Commerce Department Proposes Rules to Determine Communications Supply Chain Threats

The Department of Commerce has issued a notice of proposed rulemaking (NPRM) that seeks comment on procedures the Secretary of Commerce plans to use to identify, assess and address potential security risks from the information and communications technology and services (ICTS) supply chain. There will be a 30-day comment period about the DOC communications supply chain threat rules.

Executive Order 13873, “Securing the Information and Communications Technology and Services (ICTS) Supply Chain,” issued by President Trump on May 15 gives the Secretary of Commerce the right, in consultation with relevant federal agencies, to prohibit or mitigate ICTS-based transactions deemed to pose “undue risk to ICTS in the United States, to the critical infrastructure or the digital economy in the United States, or an unacceptable risk to national security or to the security and safety of U.S. persons,” according to the Department of Commerce.

DOC Communications Supply Chain Threat Rules
Secretary of Commerce Wilbur Ross has adopted a “case-by-case, fact-specific approach” to choose which transactions must be prohibited or mitigated, the DOC said. He will use assessments developed by the Director of National Intelligence and other approaches in his evaluations.

“These actions will safeguard the Information and Communications Technology Supply Chain,” Ross said in a press release. “These rules demonstrate our commitment to securing the digital economy, while also delivering on President Trump’s commitment to our digital infrastructure.”
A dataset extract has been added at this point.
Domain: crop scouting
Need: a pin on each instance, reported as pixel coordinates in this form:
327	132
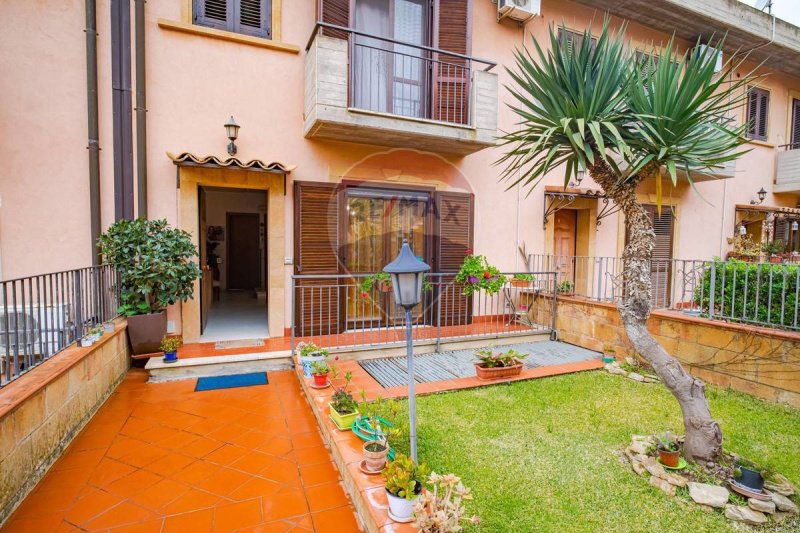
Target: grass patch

The DOC news follows FCC action last week to prevent wireless carriers from receiving funding through the Universal Service Fund (USF) program from spending it on equipment and services from Chinese vendors Huawei and ZTE.

The FCC also adopted a further notice of proposed rulemaking seeking comment on a proposal to require carriers receiving USF funds to remove and replace equipment from the two companies. ZTE and Huawei are accused of having products with backdoors that could enable them to spy on the U.S. It was also found that Huawei devices had an average of 102 known vulnerabilities in testing.